Protein-Water and Water-Water Long-Time Relaxations in Protein Hydration Water upon Cooling-A Close Look through Density Correlation Functions.

机构信息

Dipartimento di Matematica e Fisica, Università degli Studi Roma Tre, Via della Vasca Navale 84, 00146 Rome, Italy.

出版信息

Molecules. 2020 Oct 7;25(19):4570. doi: 10.3390/molecules25194570.

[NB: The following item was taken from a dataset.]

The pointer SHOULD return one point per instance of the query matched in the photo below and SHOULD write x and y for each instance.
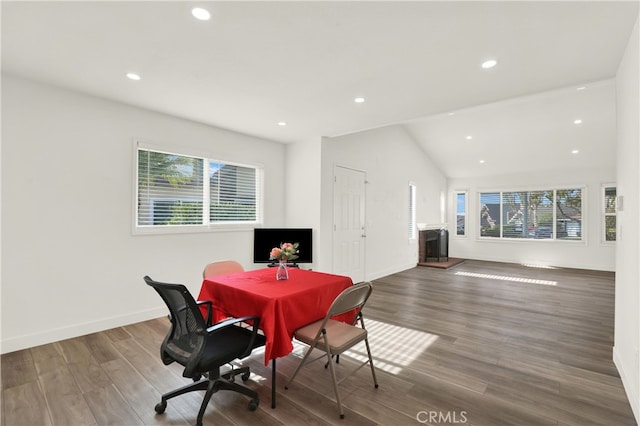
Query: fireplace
(433, 245)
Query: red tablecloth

DOI:10.3390/molecules25194570
PMID:33036320
原文链接:https://pmc.ncbi.nlm.nih.gov/articles/PMC7583983/
Abstract

We report results on the translational dynamics of the hydration water of the lysozyme protein upon cooling obtained by means of molecular dynamics simulations. The self van Hove functions and the mean square displacements of hydration water show two different temperature activated relaxation mechanisms, determining two dynamic regimes where transient trapping of the molecules is followed by hopping phenomena to allow to the structural relaxations. The two caging and hopping regimes are different in their nature. The low-temperature hopping regime has a time scale of tenths of nanoseconds and a length scale on the order of 2-3 water shells. This is connected to the nearest-neighbours cage effect and restricted to the supercooling, it is absent at high temperature and it is the mechanism to escape from the cage also present in bulk water. The second hopping regime is active at high temperatures, on the nanoseconds time scale and over distances of nanometers. This regime is connected to water displacements driven by the protein motion and it is observed very clearly at high temperatures and for temperatures higher than the protein dynamical transition. Below this temperature, the suppression of protein fluctuations largely increases the time-scale of the protein-related hopping phenomena at least over 100 ns. These protein-related hopping phenomena permit the detection of translational motions of hydration water molecules longly persistent in the hydration shell of the protein.

摘要

我们报告了通过分子动力学模拟获得的溶菌酶蛋白质水合作用的平移动力学的冷却结果。自范霍夫函数和水合水的均方位移显示出两种不同的温度激活弛豫机制,确定了两个动态区域,其中分子的瞬时捕获随后是跳跃现象以允许结构弛豫。两个笼和跳跃区域在性质上是不同的。低温跳跃区域具有十分之纳秒的时间尺度和 2-3 个水壳的量级的长度尺度。这与最近邻笼效应有关,并且限制在过冷范围内,在高温下不存在,并且是从笼中逃脱的机制,也存在于体相水中。第二个跳跃区域在高温下活跃,在纳秒时间尺度上,并跨越纳米距离。该区域与由蛋白质运动驱动的水位移有关,在高温下以及高于蛋白质动力学转变温度时非常明显。在该温度以下,蛋白质波动的抑制至少在 100ns 以上大大增加了与蛋白质相关的跳跃现象的时间尺度。这些与蛋白质相关的跳跃现象允许检测水合水分子的平移运动,这些运动在蛋白质的水合壳中长期持续存在。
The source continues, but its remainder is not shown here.